Talk about tag depth here...

{@ subpattern @}

Temporarily captures an area of text, which is assumed to be a URL. Visits this URL and applies subpattern to it. Here is an example pattern:

<a href='{@

        <title>{{ page.title }}</title>
        <body>{{ page.text }}</body>

@}'>{{ page.linktitle }}</a>

The URL is always implicitly converted to an absolute URL before the sub-page is requested. The original cookie_jar from scrapemark.scrape() is used in this request. Be careful about using this technique within repeatable regions!

{# comment #}

Write a comment in your pattern. Nothing is executed.

Filters

Filters can modify the type and value of captured text. In the case of the {{ }} tag, filters take the following form:

{{ variablename|filter1|filter2|filter3 }}

The value is sequentially processed by all the filters before being returned by scrapemark.scrape(). In the case of the {@ @} tag, filters take the following form:

{@|filter1|filter2|filter3 subpattern @}

The filters modify the URL to be used in the request. This is useful if you have a URL as a javascript string and you want to unescape slashes. Here is a list of available filters:

unescape

uses str.decode('string_escape') on the input

abs

given a URL, makes it absolute (the {@ @} tag already implicitly does this)

int, float, bool

changes the object’s type using int(), float(), and bool(). Conversion errors are suppressed.

html

prevents the default behavior of HTML markup being stripped from the captured text

Idiosyncrasies

Empty Attributes

An empty attribute in a pattern will check for the existence of that attribute in the HTML. For example, the following pattern:

<span style='' />

would match the HTML:

<span style='color:red'></span>

Adjacent Special Markup

When special markup tags lie next to eachother, both are equally applied to the enclosing area of HTML. In other words, a second special tag does not merely ‘resume’ where a first left off. For example, the following pattern:

<div>
{* <div class='post'></div> *}
{* <div class='image'></div> *}
</div>

would match all the image/post divs in the HTML:

<div>
<div class='image'>...</div>
<div class='post'>...</div>
<div class='image'>...</div>
</div>

This is also a convenient way to do two actions at once.
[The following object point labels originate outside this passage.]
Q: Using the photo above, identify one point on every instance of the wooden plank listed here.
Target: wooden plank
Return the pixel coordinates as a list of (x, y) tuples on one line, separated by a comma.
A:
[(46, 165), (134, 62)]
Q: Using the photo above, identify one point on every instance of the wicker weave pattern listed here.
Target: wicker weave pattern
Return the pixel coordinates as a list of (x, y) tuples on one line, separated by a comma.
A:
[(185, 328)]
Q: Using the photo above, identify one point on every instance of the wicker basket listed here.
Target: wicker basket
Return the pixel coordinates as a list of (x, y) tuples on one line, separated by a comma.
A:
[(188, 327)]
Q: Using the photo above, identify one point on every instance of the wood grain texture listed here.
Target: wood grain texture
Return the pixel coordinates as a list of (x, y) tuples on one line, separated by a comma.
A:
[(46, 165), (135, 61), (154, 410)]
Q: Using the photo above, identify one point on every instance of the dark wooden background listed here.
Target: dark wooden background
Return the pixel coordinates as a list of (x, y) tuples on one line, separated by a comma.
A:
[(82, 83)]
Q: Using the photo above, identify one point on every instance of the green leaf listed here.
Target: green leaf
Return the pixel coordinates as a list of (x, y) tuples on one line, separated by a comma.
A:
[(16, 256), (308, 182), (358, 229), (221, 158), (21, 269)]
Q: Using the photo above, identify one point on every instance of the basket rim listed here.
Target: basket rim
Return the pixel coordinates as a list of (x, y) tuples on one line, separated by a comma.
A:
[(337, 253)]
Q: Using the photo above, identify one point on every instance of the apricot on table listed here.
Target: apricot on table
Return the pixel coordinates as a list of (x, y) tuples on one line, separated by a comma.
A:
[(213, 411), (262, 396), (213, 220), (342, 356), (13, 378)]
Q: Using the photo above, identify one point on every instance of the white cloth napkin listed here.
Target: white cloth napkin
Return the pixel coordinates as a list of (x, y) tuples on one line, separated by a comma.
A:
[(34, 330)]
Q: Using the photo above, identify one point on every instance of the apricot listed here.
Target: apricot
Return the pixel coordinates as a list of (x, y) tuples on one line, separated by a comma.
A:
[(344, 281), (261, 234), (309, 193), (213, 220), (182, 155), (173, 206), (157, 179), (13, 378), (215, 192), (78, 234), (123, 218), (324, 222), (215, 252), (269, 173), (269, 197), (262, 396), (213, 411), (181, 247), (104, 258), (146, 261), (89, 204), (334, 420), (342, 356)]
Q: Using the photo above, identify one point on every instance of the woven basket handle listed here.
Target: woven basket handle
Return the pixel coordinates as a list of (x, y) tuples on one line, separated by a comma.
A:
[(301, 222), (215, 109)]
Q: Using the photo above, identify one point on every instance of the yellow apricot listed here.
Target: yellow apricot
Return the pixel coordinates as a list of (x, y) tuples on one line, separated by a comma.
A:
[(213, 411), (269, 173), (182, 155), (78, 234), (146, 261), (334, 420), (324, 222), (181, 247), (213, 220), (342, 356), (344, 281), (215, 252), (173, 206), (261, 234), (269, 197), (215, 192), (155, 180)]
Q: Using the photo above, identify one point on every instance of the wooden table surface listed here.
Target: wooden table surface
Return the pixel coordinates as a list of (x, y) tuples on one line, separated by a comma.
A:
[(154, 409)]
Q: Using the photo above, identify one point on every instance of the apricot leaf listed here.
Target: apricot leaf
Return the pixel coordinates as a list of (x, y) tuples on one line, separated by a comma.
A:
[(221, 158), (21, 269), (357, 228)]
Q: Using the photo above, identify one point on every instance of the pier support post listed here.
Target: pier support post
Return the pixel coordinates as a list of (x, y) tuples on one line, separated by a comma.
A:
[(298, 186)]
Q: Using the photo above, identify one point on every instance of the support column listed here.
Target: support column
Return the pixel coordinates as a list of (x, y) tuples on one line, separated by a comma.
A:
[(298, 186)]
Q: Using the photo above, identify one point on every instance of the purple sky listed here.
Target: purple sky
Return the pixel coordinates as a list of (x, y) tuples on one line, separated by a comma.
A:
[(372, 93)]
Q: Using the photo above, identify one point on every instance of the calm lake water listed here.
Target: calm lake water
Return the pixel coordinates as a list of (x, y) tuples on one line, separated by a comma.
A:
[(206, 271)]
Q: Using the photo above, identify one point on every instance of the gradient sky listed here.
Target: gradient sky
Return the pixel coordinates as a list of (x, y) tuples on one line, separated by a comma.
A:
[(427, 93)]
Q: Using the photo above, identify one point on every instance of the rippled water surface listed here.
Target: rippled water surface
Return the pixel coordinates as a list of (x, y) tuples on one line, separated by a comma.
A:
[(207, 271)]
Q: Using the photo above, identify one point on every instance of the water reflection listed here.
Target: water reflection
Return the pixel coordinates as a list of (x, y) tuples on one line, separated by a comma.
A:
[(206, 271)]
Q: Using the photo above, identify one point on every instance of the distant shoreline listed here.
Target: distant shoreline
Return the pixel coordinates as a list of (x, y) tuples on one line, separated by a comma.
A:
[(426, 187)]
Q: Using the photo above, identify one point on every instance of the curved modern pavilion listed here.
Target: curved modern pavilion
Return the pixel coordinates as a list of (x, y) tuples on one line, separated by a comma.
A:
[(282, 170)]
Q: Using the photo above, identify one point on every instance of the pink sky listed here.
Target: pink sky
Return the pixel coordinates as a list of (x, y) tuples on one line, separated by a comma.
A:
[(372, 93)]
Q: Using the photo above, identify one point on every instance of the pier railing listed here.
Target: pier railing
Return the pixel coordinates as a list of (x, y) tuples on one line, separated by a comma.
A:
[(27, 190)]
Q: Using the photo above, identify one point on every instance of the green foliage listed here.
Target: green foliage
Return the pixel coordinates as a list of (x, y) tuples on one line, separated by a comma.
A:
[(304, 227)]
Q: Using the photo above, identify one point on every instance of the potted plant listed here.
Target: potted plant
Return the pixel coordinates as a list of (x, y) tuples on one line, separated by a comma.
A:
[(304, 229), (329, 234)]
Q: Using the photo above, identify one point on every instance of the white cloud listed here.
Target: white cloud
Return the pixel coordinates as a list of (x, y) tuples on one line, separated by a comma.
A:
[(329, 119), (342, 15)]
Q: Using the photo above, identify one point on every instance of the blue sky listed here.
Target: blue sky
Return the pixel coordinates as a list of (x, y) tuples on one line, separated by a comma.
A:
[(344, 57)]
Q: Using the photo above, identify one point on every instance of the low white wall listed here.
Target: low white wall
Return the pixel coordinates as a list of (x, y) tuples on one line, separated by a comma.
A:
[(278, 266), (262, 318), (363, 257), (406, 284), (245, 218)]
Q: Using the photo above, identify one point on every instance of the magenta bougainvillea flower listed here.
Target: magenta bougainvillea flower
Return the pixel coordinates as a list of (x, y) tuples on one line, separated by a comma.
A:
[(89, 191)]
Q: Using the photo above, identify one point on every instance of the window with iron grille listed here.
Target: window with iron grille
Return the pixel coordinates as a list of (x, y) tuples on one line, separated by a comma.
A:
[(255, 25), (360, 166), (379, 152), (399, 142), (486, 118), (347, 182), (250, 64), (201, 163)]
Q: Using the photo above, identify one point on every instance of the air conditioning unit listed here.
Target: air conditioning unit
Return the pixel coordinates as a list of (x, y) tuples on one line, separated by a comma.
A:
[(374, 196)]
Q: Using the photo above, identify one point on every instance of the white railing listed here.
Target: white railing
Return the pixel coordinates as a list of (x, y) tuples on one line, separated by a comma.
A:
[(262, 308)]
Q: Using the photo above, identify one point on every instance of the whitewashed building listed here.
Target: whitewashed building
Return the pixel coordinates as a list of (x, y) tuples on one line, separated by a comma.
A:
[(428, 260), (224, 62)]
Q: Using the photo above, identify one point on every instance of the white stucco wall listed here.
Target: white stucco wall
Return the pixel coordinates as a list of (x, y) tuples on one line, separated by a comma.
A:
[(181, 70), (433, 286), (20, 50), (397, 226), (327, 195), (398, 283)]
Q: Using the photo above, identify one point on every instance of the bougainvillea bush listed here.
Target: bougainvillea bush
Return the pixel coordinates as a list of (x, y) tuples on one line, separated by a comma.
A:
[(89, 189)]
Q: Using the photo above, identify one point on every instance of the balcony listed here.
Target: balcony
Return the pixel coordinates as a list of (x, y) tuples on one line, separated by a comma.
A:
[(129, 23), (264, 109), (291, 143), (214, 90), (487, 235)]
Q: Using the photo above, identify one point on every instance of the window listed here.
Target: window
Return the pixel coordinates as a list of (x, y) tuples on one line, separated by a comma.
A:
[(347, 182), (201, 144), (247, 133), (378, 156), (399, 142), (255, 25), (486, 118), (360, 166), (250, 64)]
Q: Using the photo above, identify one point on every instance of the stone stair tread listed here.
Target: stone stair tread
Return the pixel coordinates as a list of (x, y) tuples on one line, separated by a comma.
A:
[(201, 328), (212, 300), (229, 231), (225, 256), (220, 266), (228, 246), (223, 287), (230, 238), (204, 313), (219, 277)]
For example, the following form would both capture a URL’s text and visit it’s HTML:

<a href='{{ variablename }}{@ subpattern @}'></a>

If {@ @} doesn’t match

If the subpattern within a {@ @} special tag does not match, the outer pattern fails too. This is protective behavior. Consider the following pattern for fetching and scraping the first link on a page:

<a href='{@ <div id='content'>{{ content }}</div> @}' />

Ordinarily, if the format of the subpage was changed and <div id='content'> no longer existed, every <a> tag would be sequentially visited until a match was found. However, this behavior is short-circuited.